Frequently asked questions

What are the prerequisites for enrolling in this course?
The course does not specify any formal prerequisites. However, a basic understanding of AI technologies and familiarity with web platforms may be beneficial. The platform offers no-code customization, making it accessible to individuals without programming skills, but an interest in AI applications and chatbot development would be advantageous.
What will I be able to build by the end of the course?
By the end of the course, you'll be able to deploy RAG-based chatbots capable of transforming data into interactive, monetizable AI solutions. You will learn to upload diverse document types and convert them into a functional knowledge base, implement intelligent dialogues using a sophisticated RAG pipeline, and customize chatbot features without coding.
Who is the target audience for this course?
The course is designed for entrepreneurs and business professionals looking to harness AI chatbots for commercial purposes. It's also suitable for individuals interested in starting a SaaS business, as well as those who aim to leverage their data or clients' data into revenue streams through innovative AI solutions.
How does this course compare to other AI chatbot development courses?
This course offers a unique focus on creating RAG-based chatbots with a no-code platform, simplifying the development process. Unlike other courses that may require extensive coding knowledge, this course allows for full customization via an intuitive interface, making it suitable for a broader audience. The integration of document processing and a robust RAG pipeline for intelligent dialogues distinguishes it from more general AI courses.
What specific tools or platforms are used in the course?
The course utilizes Next.js and incorporates LlamaCloud for intelligent parsing, OpenAI embeddings for semantic searches, and Supabase's HNSW vector index for efficient data retrieval. The platform itself allows for no-code customization, enabling users to adjust settings without programming knowledge. These tools collectively support the development of dependable and contextual AI chatbots.

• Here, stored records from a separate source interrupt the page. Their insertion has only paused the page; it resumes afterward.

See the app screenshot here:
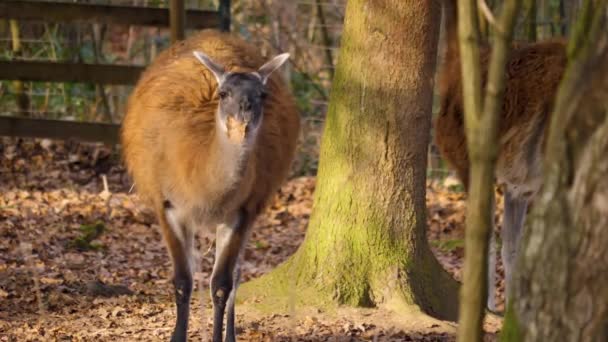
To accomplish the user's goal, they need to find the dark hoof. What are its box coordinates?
[171,332,188,342]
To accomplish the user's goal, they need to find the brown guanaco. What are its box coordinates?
[121,30,300,342]
[434,0,567,310]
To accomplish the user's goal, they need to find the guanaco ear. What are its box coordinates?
[258,53,289,84]
[193,51,226,85]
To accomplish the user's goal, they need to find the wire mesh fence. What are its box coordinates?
[0,0,580,178]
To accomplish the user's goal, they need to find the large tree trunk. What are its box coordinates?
[503,0,608,341]
[242,0,457,319]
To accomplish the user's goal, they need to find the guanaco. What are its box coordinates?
[434,0,567,310]
[121,30,300,342]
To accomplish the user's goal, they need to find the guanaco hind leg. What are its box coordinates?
[211,210,252,342]
[159,201,193,342]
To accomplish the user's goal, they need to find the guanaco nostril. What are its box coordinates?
[240,101,251,111]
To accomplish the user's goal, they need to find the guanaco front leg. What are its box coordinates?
[211,210,251,342]
[501,188,528,303]
[158,201,193,342]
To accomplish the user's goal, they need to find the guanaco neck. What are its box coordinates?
[207,113,255,190]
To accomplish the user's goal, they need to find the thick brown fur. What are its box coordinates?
[122,30,300,219]
[434,0,567,193]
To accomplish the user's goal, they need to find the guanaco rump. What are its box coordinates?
[434,0,567,310]
[122,30,300,342]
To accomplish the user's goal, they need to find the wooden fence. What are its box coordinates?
[0,0,230,144]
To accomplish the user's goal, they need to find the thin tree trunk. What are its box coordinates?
[246,0,457,319]
[503,0,608,342]
[315,0,334,78]
[9,20,30,116]
[458,0,520,342]
[524,0,537,42]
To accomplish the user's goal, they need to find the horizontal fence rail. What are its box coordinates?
[0,116,120,144]
[0,61,144,84]
[0,0,220,29]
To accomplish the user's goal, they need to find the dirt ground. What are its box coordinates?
[0,138,503,341]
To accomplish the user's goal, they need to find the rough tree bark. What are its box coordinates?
[503,0,608,341]
[458,0,520,342]
[242,0,457,320]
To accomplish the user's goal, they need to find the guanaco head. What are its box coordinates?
[194,51,289,144]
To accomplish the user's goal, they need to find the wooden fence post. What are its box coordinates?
[218,0,230,32]
[169,0,186,43]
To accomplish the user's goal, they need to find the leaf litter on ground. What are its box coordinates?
[0,138,504,341]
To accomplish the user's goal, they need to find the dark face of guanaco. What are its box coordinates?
[194,51,289,143]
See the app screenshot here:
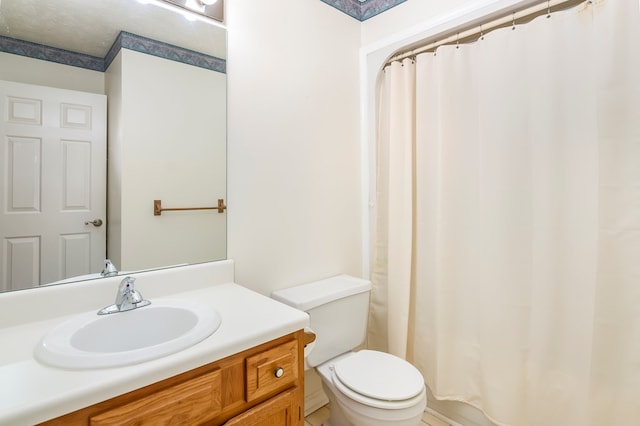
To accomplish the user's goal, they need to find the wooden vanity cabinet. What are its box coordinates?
[42,331,304,426]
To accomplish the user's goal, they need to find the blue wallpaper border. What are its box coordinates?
[0,31,227,74]
[321,0,407,22]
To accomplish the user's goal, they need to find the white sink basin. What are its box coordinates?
[34,299,221,370]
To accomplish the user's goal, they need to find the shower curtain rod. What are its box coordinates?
[385,0,592,66]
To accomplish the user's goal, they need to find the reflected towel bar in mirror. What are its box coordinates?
[153,198,227,216]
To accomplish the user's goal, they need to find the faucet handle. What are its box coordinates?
[118,276,136,294]
[100,259,118,277]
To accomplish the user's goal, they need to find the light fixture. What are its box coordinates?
[141,0,224,24]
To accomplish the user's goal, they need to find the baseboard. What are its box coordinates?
[424,407,464,426]
[304,370,329,417]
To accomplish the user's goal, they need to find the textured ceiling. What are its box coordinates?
[0,0,226,58]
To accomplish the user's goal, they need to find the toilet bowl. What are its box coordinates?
[272,275,427,426]
[316,350,427,426]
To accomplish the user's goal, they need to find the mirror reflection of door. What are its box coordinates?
[0,80,106,291]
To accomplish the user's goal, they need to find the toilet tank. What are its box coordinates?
[271,275,371,367]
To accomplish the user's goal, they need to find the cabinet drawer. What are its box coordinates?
[246,340,298,401]
[89,370,222,426]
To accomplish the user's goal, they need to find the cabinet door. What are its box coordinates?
[225,388,302,426]
[89,370,222,426]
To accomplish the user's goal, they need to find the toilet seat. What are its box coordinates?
[331,350,425,410]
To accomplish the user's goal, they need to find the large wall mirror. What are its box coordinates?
[0,0,227,291]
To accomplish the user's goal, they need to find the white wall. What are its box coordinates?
[225,0,362,294]
[0,52,104,94]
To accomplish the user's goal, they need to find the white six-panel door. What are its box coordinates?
[0,80,106,291]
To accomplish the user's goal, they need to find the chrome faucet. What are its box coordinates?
[98,277,151,315]
[100,259,118,277]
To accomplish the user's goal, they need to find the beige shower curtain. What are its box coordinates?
[369,0,640,426]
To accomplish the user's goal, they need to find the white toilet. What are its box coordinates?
[271,275,427,426]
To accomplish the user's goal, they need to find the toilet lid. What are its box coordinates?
[334,350,424,401]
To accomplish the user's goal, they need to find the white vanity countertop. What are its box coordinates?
[0,274,309,426]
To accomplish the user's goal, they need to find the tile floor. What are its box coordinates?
[304,406,450,426]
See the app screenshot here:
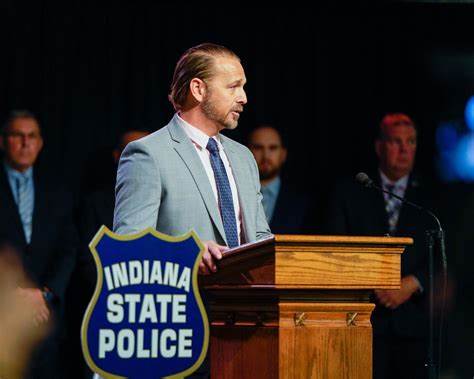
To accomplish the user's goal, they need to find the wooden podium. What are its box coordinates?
[201,235,413,379]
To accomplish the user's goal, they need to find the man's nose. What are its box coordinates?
[237,88,247,105]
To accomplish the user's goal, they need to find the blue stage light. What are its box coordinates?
[454,133,474,181]
[436,122,458,152]
[464,96,474,130]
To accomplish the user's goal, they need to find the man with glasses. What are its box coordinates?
[327,113,434,379]
[0,111,77,378]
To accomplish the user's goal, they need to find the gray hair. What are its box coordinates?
[1,109,39,135]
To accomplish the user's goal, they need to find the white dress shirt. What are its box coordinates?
[176,114,243,242]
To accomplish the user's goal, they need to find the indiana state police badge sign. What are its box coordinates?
[81,226,209,379]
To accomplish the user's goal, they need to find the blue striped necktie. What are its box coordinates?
[16,175,34,243]
[206,138,239,248]
[385,184,402,234]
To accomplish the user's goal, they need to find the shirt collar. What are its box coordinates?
[263,176,281,195]
[379,170,410,189]
[3,162,33,179]
[176,113,223,151]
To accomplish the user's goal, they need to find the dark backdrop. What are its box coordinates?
[0,0,474,378]
[0,0,474,189]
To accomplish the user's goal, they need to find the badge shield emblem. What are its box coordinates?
[81,226,209,379]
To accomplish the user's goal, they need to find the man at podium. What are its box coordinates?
[114,43,271,274]
[328,113,433,379]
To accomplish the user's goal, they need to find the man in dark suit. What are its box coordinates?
[248,125,314,234]
[0,111,77,379]
[327,114,434,379]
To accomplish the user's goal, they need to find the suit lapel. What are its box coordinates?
[221,136,255,240]
[168,118,227,242]
[0,162,26,245]
[397,175,418,235]
[372,172,390,233]
[31,170,46,244]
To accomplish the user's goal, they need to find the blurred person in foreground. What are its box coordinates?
[0,243,48,379]
[248,124,316,234]
[0,110,77,379]
[327,113,435,379]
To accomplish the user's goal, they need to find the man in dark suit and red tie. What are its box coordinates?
[0,111,77,379]
[327,113,434,379]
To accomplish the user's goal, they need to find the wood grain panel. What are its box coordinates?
[210,327,278,379]
[275,251,400,289]
[279,303,374,379]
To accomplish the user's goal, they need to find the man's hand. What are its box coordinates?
[375,275,419,309]
[16,287,49,325]
[199,241,228,275]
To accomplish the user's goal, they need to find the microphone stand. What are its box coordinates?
[362,181,447,379]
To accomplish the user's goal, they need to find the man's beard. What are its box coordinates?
[201,92,242,130]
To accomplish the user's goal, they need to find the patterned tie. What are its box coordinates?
[206,138,239,248]
[16,176,34,243]
[385,184,402,234]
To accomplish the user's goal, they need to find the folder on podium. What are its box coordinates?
[200,235,413,379]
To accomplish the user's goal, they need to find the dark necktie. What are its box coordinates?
[206,138,239,248]
[385,184,402,234]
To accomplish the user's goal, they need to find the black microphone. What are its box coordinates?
[355,172,443,232]
[355,172,448,379]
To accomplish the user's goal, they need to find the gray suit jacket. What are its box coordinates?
[114,116,271,244]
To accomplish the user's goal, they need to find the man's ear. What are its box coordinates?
[281,147,288,163]
[189,78,207,103]
[39,135,44,151]
[374,139,382,159]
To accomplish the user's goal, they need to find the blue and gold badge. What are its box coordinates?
[81,226,209,379]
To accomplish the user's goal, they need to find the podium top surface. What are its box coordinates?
[203,235,413,289]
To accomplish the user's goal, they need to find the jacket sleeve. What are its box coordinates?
[114,141,161,234]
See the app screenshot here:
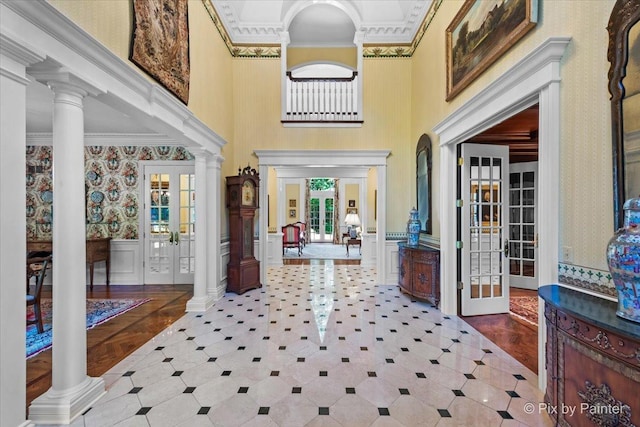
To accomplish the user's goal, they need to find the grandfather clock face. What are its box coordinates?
[241,181,256,206]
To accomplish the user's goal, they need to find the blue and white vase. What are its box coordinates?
[407,208,421,246]
[607,198,640,322]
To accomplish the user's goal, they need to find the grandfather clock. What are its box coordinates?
[226,166,262,294]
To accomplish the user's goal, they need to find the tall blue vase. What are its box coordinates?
[407,208,420,246]
[607,198,640,322]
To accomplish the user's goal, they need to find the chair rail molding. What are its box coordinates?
[254,150,391,283]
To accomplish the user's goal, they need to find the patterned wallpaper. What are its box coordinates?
[26,146,193,240]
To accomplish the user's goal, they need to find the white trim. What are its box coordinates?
[433,37,571,389]
[254,150,391,284]
[27,132,180,149]
[0,1,226,154]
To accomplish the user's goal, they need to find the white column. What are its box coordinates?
[29,74,105,424]
[0,39,44,426]
[258,165,269,287]
[353,31,364,122]
[280,31,290,120]
[207,155,225,301]
[537,82,561,390]
[376,165,387,284]
[187,148,214,312]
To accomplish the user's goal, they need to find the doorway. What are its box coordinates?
[461,144,509,316]
[509,162,539,290]
[143,165,195,284]
[308,190,335,243]
[459,103,539,316]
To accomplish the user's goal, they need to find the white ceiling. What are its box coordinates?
[211,0,433,46]
[27,0,433,134]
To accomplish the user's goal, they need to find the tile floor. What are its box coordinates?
[60,262,552,427]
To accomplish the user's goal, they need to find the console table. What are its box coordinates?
[538,285,640,426]
[398,242,440,307]
[347,237,362,256]
[27,237,111,289]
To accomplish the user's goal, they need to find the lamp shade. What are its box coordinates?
[344,213,360,227]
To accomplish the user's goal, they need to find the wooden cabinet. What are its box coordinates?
[398,242,440,307]
[227,166,262,294]
[27,237,111,289]
[538,285,640,426]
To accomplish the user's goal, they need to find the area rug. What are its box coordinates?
[27,298,151,359]
[509,295,538,326]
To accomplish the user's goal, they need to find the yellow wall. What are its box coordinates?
[412,0,614,270]
[50,0,238,237]
[49,0,233,145]
[287,47,358,70]
[51,0,614,269]
[284,184,302,224]
[233,58,416,232]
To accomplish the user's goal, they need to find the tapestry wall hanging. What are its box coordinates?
[129,0,190,104]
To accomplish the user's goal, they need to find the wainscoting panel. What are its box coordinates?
[384,240,400,285]
[268,232,282,266]
[87,239,143,285]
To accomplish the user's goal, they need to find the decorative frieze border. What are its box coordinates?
[558,263,617,297]
[202,0,444,58]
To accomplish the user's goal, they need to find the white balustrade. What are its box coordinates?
[285,72,359,122]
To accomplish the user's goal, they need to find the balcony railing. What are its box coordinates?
[282,71,362,123]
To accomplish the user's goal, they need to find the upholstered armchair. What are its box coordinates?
[282,224,302,256]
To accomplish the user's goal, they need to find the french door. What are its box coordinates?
[461,144,509,316]
[509,162,538,289]
[143,165,195,284]
[309,191,335,242]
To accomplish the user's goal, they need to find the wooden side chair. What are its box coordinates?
[293,221,307,249]
[27,255,51,334]
[282,224,302,256]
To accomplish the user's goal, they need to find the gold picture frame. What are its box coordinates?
[129,0,190,105]
[445,0,538,101]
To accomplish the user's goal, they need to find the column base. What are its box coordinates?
[29,377,106,424]
[185,295,216,312]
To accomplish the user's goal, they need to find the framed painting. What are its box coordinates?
[445,0,538,101]
[129,0,190,104]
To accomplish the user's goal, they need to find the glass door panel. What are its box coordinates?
[509,162,538,289]
[462,144,509,315]
[309,190,335,243]
[144,165,195,284]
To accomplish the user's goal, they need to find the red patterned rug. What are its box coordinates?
[509,295,538,326]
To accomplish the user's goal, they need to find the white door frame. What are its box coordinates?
[138,160,195,283]
[255,150,391,284]
[433,37,571,389]
[307,190,340,243]
[460,143,509,316]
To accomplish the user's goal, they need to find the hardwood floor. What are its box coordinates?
[461,288,538,374]
[27,285,193,414]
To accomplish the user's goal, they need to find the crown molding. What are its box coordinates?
[202,0,444,58]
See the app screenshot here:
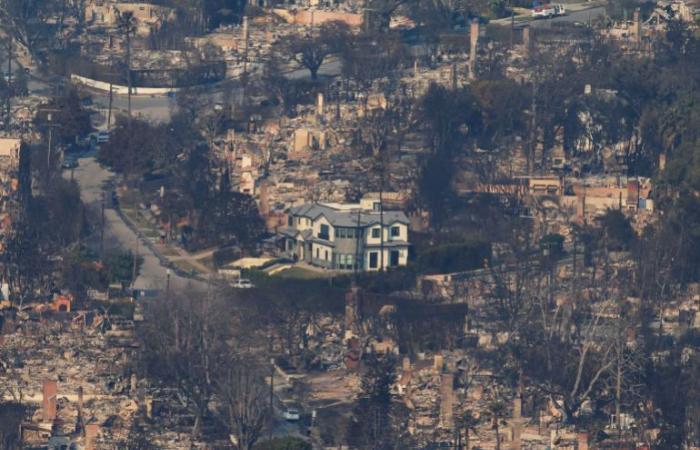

What topics or skills are not covered in this course?
The course does not cover programming or coding skills, as it focuses on a no-code platform for chatbot development. It also does not delve into the theoretical aspects of AI or machine learning algorithms in depth, given its practical, applied approach to deploying chatbots for business use.
What is the carry-over value of this course to other careers or courses?
The skills gained from this course are valuable for careers in AI-based product development, SaaS business management, and data-driven decision-making. Understanding how to monetize AI applications and customize no-code solutions can be beneficial in various tech and business roles, as well as a foundation for more advanced studies in AI and machine learning.